Rav Shapiro continued by relating that the Gemara (Pesachim 22) tells us that Shimon Ha’amsoni noted that the Torah uses the word es hundreds of times and developed a thesis that this word always comes to include something not written expressly in the passuk. He made it his business to figure out what the Torah meant to add each time the word is used, but then he reached the passuk of “Es Hashem Elokecha tira — You must fear Hashem” (Devarim 6:13). He reasoned that it is impossible that the Torah would tell us to have fear for any being other than Hashem. Therefore, he decided that his thesis was incorrect and he retracted all the interpretations he had formulated up to that point.

Shimon’s disciples were taken aback. How could he discard all the hard work he had invested in developing his thesis? Shimon appeased them, telling them that he would receive reward for making the retraction just as he was sure to receive reward for all his efforts making his drashos. And so, all his novel interpretations were set aside.

Then, Rabi Akiva revived the thesis by explaining that the word es in the passuk of es Hashem tira likewise comes to add — it teaches that we are to fear talmidei chachamim just as we fear Hashem.

Rav Shapiro asked, “Why didn’t Shimon Ha’amsoni, as great a scholar as he was, think of this solution himself? Surely, he understood how important it is to fear talmidei chachamim!

“But there are two pathways in serving Hashem. Some people invest all their efforts in self-improvement. They abstain from all the pleasures of this world and all its activities, and thereby they reach very high levels in avodas Hashem. Shimon Ha’amsoni was such a person. When he studied the passuk of ‘You must fear Hashem,’ he was so overwhelmed by his awe of the Creator that it was not possible for him to think of anything else.

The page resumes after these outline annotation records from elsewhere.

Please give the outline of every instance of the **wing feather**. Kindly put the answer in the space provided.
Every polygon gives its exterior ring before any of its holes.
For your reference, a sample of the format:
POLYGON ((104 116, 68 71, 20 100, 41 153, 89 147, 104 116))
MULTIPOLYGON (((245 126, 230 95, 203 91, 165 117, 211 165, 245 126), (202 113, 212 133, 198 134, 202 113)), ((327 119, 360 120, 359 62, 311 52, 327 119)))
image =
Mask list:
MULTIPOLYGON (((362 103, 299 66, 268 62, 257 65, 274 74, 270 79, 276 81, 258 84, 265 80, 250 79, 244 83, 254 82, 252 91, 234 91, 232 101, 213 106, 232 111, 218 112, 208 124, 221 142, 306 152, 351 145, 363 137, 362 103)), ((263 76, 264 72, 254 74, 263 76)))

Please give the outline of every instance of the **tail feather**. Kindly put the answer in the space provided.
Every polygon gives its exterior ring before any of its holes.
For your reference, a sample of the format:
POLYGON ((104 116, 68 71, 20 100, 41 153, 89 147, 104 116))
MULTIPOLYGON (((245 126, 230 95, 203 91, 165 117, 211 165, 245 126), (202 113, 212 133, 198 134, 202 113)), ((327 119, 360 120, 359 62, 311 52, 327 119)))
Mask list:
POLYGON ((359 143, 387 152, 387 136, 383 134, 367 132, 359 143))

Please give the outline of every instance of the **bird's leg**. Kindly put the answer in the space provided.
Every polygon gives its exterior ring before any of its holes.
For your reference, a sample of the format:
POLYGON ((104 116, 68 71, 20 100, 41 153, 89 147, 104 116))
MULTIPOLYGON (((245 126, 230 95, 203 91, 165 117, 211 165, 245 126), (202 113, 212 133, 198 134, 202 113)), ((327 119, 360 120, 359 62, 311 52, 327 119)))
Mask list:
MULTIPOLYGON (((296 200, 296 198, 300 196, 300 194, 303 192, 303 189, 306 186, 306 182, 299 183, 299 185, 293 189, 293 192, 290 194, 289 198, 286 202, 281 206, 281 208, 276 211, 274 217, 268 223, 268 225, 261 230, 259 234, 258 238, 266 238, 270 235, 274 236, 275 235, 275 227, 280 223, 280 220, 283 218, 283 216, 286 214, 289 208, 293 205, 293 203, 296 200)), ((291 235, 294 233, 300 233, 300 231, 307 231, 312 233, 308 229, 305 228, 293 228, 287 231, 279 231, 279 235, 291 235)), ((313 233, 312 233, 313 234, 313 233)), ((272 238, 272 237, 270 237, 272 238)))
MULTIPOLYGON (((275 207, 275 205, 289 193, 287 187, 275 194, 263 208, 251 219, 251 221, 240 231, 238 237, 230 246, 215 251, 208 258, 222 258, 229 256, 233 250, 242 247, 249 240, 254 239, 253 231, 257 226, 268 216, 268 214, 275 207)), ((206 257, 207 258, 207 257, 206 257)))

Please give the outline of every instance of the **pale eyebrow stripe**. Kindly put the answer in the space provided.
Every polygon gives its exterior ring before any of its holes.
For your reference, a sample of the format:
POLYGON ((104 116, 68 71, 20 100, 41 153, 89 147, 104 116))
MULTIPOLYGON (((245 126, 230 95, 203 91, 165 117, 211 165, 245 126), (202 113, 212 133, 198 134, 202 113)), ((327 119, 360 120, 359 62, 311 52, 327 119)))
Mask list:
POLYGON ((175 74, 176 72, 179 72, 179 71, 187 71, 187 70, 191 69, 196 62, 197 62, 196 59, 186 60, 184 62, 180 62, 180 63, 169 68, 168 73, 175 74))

“Rabi Akiva, on the other hand, focused his avodas Hashem on teaching Torah to others and influencing people to become closer to Hashem and His Torah. The people who were only somewhat connected to Torah were part of his world. Therefore, he was able to see that there is room to add to the passuk’s message. The word es comes l’rabbos talmidei chachamim — to add Torah scholars. Our job is to add to the ranks of those who fear Hashem, to see to it that there are more talmidei chachamim in our world.”

It is obvious that Harav Meir Shapiro epitomized this ideal throughout his career, and now he can see the fruits. He can take pleasure in watching tens of thousands of Jews who have learned Shas through the Daf Hayomi program that he instituted with his own ten fingers. And he will watch as these people raise their children and grandchildren to be G-d-fearing, Torah-loving Jews who will fill the world with knowledge of Hashem.